El Dios que dio lo más grande
“¿Qué diremos? Si Dios está por nosotros, ¿quién contra nosotros? El que no eximió ni aun a su propio Hijo, sino que lo entregó por todos nosotros, ¿cómo no nos dará junto con él, gratuitamente, todas las cosas?” (Romanos 8:31, 32).
Cuando pasas tiempo contemplando a Dios a través de lo que él mismo revela de sí en la Biblia, te das cuenta de que el Señor es abrumadoramente grande y poderoso, de que sus recursos son ilimitados, y de que es puro y santo. Te maravillas de la fidelidad de Dios, de su capacidad para decir siempre la verdad, y del perdón completo y perfecto que nos ofrece. Llegas a entender que Dios es un ser incomparable, digno de toda la honra y la gloria que podamos tributarle. Y entonces viene la parte de la comparación con uno mismo.
Cuando todas las cualidades de Dios son contrastadas con las nuestras; cuando su condición es comparada con nuestra condición; cuando reflexionamos sobre nuestro carácter después de haber reflexionado sobre un rasgo del carácter divino, nos sentimos abrumados, con la sensación de que no somos nada más que pecadores, infieles, mentirosos, egoístas e ingratos. No hay posibilidad de alabarse a uno mismo ni de sentirse grande cuando nos contemplamos en contraste con el carácter de Dios. Tanto es así, que a veces llegamos a pensar: “¿Realmente le importaré a un ser tan glorioso y único? ¿Será verdad que está dispuesto a tener amistad conmigo y a permanecer a mi lado para siempre? ¿Podría yo creer que todos sus recursos realmente están a mi disposición?” Si alguna vez te asaltan preguntas como estas, no olvides que el Calvario fue un lugar real, donde Jesús, el Hijo de Dios, dio su vida por ti. Ese acto de amor y gracia, ese sacrificio abnegado, contó con el consentimiento y la participación plena del Padre.

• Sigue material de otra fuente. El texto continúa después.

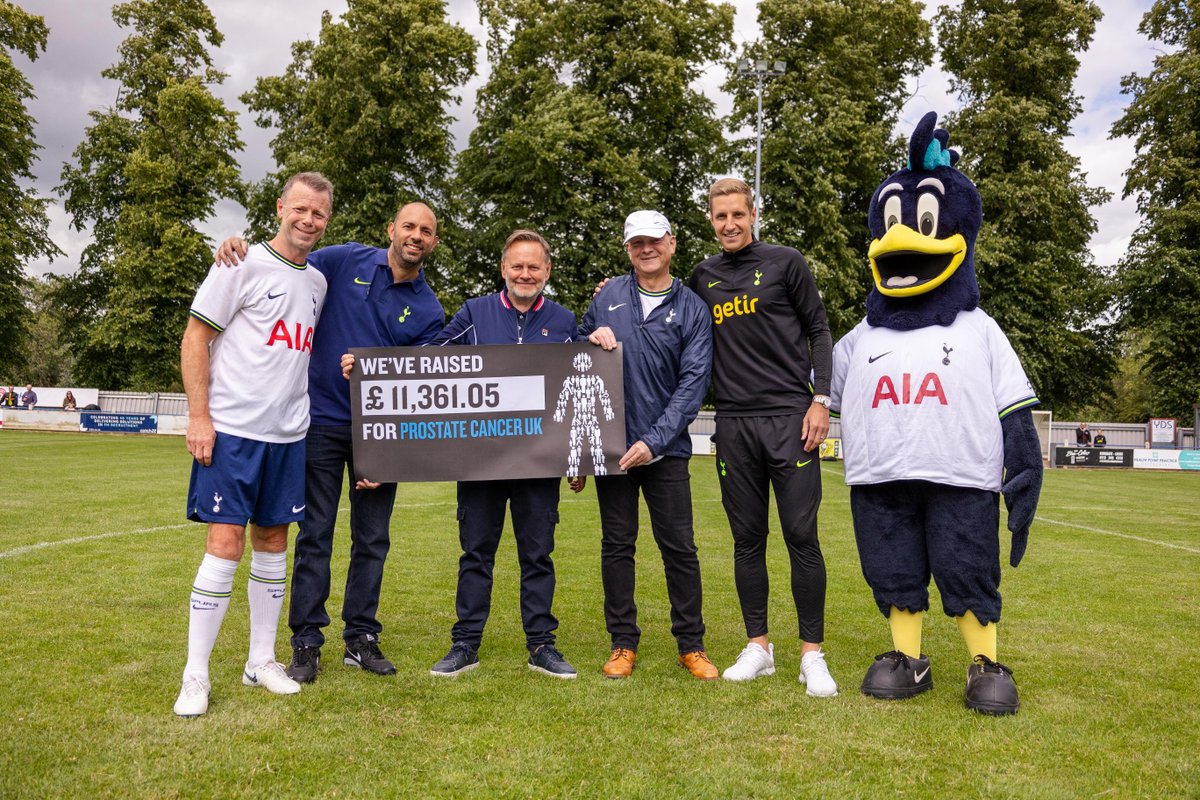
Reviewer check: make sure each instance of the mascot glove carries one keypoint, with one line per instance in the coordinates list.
(1021, 493)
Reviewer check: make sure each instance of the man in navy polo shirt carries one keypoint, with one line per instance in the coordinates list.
(377, 298)
(665, 331)
(517, 314)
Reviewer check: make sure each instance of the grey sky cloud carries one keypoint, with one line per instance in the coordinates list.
(258, 37)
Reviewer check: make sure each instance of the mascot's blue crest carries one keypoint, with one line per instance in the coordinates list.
(930, 148)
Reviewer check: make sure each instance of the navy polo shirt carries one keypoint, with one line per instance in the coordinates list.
(364, 307)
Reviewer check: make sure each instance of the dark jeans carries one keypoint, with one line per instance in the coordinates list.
(481, 504)
(754, 455)
(329, 456)
(666, 486)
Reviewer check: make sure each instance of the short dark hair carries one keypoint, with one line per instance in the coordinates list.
(316, 181)
(523, 234)
(730, 186)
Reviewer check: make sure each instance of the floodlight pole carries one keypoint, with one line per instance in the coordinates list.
(760, 70)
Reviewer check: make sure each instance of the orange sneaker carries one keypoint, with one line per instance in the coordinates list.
(621, 663)
(697, 663)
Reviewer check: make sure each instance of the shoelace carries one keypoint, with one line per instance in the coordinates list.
(988, 665)
(897, 659)
(193, 686)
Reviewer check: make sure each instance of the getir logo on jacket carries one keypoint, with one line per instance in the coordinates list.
(300, 338)
(736, 307)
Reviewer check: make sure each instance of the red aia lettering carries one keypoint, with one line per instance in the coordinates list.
(930, 389)
(301, 341)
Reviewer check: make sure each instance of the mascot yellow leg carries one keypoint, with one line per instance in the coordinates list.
(981, 638)
(906, 631)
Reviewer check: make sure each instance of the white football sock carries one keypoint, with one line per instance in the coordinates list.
(209, 602)
(268, 579)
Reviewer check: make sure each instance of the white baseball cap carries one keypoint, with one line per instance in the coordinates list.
(646, 223)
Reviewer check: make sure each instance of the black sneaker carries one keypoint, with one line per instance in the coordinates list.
(990, 687)
(459, 660)
(895, 677)
(549, 661)
(305, 663)
(364, 653)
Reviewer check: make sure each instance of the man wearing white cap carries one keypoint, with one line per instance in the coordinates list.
(665, 332)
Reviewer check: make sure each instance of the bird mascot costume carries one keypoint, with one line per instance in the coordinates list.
(936, 423)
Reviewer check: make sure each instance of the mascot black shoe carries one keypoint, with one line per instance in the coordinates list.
(894, 677)
(936, 425)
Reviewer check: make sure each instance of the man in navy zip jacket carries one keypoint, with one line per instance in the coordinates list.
(665, 332)
(517, 314)
(377, 298)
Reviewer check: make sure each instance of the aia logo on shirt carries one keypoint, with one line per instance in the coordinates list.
(929, 389)
(297, 338)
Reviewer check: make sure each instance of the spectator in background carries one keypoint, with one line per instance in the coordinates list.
(1083, 435)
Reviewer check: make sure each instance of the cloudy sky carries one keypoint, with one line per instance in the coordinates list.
(258, 35)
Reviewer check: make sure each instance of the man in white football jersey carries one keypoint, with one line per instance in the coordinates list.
(245, 366)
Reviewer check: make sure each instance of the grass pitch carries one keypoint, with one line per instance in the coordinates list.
(1101, 627)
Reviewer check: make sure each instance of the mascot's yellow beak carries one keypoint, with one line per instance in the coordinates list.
(906, 263)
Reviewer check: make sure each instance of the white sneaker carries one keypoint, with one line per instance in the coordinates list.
(193, 697)
(815, 673)
(753, 662)
(270, 677)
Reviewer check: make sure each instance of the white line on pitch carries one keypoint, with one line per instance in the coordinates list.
(76, 540)
(1113, 533)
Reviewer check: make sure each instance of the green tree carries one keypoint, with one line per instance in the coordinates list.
(1159, 277)
(367, 107)
(1013, 64)
(148, 172)
(51, 359)
(589, 113)
(828, 127)
(23, 221)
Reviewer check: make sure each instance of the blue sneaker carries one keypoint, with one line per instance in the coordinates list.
(549, 661)
(459, 660)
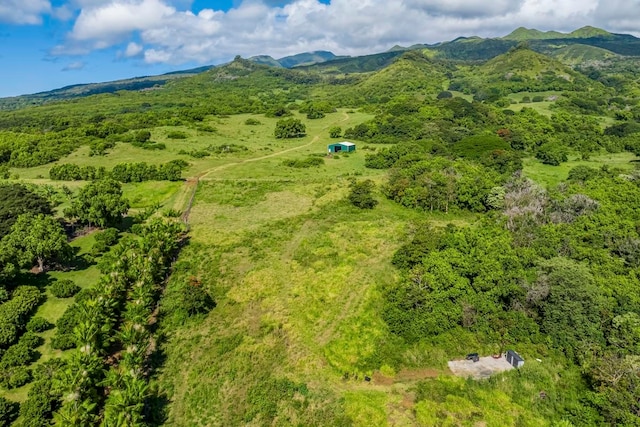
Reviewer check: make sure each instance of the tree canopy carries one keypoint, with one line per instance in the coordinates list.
(99, 203)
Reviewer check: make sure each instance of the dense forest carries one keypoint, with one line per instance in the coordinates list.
(190, 255)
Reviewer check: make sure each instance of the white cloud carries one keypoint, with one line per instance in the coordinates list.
(133, 49)
(74, 66)
(23, 11)
(172, 33)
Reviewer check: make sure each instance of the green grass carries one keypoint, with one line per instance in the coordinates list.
(295, 270)
(53, 308)
(550, 176)
(291, 265)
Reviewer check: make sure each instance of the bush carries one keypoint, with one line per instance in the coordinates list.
(15, 312)
(142, 136)
(63, 342)
(41, 401)
(104, 240)
(39, 324)
(15, 377)
(8, 411)
(551, 154)
(304, 163)
(290, 128)
(360, 195)
(176, 134)
(64, 289)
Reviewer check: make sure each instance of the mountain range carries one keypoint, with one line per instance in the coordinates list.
(584, 45)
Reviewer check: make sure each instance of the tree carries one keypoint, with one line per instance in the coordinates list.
(290, 128)
(551, 154)
(18, 199)
(360, 195)
(8, 411)
(37, 238)
(571, 309)
(99, 203)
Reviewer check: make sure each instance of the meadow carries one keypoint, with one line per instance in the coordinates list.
(296, 273)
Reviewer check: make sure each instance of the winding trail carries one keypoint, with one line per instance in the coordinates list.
(191, 184)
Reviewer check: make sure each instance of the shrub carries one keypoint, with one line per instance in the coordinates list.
(39, 324)
(290, 128)
(172, 213)
(15, 312)
(41, 401)
(551, 154)
(15, 377)
(108, 237)
(252, 122)
(64, 289)
(8, 411)
(63, 342)
(304, 163)
(176, 134)
(360, 195)
(142, 136)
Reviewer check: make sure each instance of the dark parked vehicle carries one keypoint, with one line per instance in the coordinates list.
(473, 356)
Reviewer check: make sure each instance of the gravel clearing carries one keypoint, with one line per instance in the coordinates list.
(481, 369)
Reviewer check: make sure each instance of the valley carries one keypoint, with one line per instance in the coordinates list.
(216, 266)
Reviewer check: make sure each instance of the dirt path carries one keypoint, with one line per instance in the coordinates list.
(185, 199)
(256, 159)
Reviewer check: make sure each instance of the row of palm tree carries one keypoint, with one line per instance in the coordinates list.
(126, 295)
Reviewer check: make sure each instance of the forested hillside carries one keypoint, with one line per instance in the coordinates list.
(192, 255)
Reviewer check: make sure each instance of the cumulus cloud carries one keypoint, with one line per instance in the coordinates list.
(23, 11)
(74, 66)
(133, 49)
(172, 33)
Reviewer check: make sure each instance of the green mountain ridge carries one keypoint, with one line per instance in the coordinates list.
(593, 44)
(522, 33)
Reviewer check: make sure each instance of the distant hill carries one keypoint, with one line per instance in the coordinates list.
(576, 54)
(307, 58)
(358, 64)
(577, 47)
(299, 60)
(266, 60)
(82, 90)
(522, 33)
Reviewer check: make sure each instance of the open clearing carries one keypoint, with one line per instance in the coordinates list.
(482, 369)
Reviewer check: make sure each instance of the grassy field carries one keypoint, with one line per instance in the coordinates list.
(53, 308)
(296, 273)
(550, 176)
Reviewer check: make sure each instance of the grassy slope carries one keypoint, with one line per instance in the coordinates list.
(296, 273)
(550, 176)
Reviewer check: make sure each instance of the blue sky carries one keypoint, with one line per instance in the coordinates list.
(47, 44)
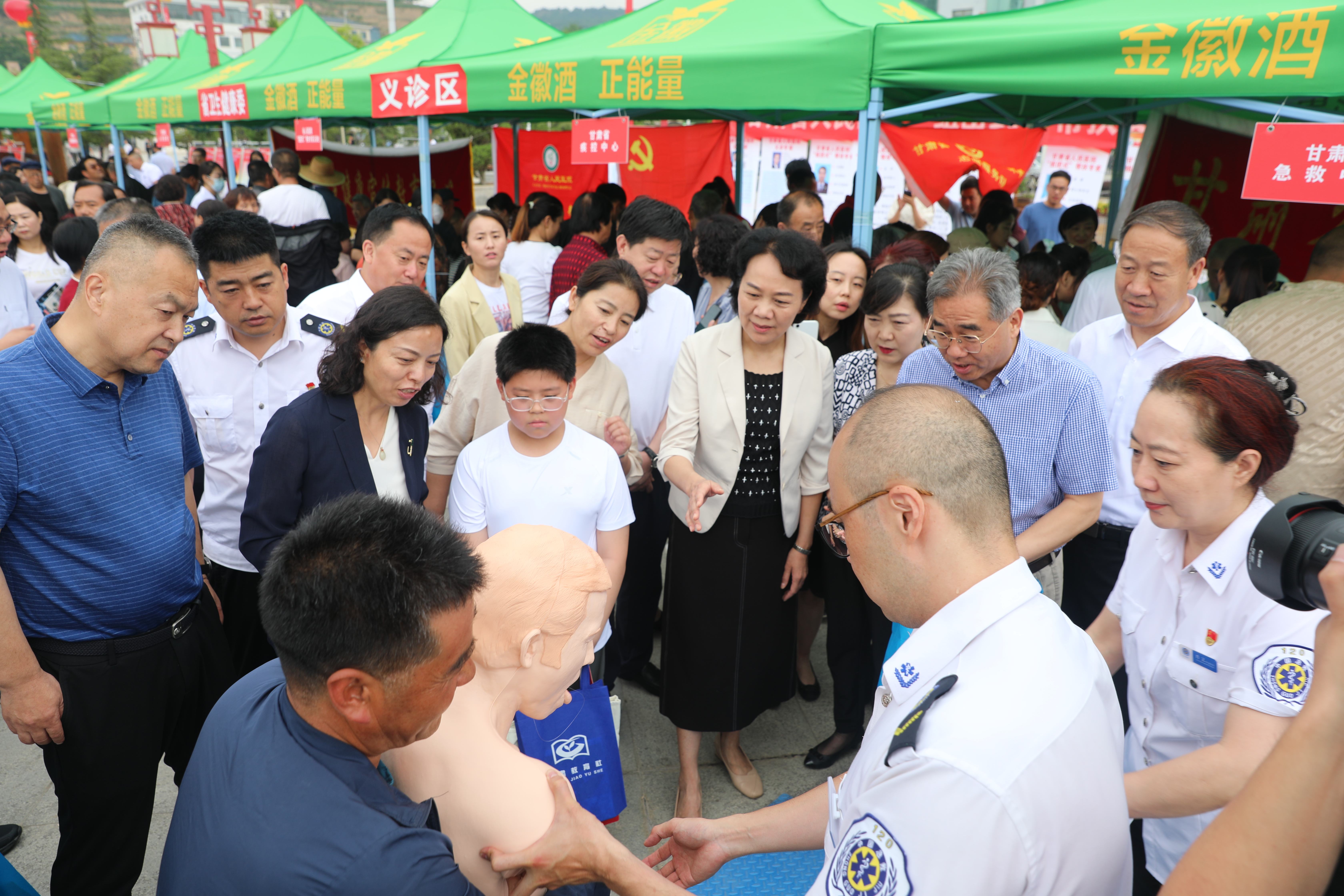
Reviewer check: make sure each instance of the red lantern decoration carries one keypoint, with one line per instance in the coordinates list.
(21, 11)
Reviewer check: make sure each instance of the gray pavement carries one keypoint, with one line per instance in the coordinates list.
(776, 743)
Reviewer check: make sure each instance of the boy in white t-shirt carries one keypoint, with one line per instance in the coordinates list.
(537, 469)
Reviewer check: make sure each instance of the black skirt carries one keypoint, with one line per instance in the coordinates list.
(728, 633)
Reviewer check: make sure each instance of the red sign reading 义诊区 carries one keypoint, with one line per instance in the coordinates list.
(1296, 163)
(597, 142)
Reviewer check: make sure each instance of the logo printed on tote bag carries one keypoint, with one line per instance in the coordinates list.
(569, 749)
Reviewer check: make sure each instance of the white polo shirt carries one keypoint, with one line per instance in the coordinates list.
(1127, 371)
(232, 397)
(1199, 637)
(648, 355)
(339, 301)
(1014, 784)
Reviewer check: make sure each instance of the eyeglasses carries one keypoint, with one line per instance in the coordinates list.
(970, 344)
(549, 404)
(831, 527)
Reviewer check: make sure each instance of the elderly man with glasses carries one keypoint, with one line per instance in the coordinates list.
(1045, 406)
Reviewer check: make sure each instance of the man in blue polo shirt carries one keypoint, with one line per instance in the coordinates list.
(369, 604)
(107, 660)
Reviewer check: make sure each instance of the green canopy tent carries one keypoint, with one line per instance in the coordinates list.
(303, 41)
(341, 89)
(40, 81)
(1108, 62)
(95, 108)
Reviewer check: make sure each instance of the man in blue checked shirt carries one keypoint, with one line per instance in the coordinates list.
(1046, 406)
(111, 649)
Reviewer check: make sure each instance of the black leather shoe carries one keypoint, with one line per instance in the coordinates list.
(818, 760)
(650, 679)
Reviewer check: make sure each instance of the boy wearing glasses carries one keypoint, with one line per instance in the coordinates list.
(537, 469)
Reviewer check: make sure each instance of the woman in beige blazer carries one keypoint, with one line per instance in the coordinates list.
(745, 449)
(604, 306)
(484, 300)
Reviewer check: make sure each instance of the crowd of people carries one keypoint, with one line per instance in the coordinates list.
(1100, 428)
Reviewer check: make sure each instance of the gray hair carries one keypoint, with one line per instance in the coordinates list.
(124, 207)
(978, 271)
(1178, 220)
(138, 234)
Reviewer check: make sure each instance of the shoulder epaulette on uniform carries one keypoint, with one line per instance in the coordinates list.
(198, 327)
(909, 727)
(320, 326)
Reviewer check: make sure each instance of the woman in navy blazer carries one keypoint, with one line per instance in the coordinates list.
(363, 430)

Si el Padre dio a su Hijo por ti, ¿no podrá darte todo lo demás? ¿Habrá para Dios algo más grande que la vida de su Hijo? Tú sabes que la respuesta es no; y también sabes que eso significa que ya él te dio lo más grande. Así que, fuera para siempre la duda, el temor y la falta de gratitud. Sí, nuestro Dios es grande, inmensamente grande, y lo más grande es su amor por ti. Aférrate a él para siempre, entrégale tu vida cada día, habla de él con todos aquellos a quienes amas y prepárate para vivir con él por toda la eternidad.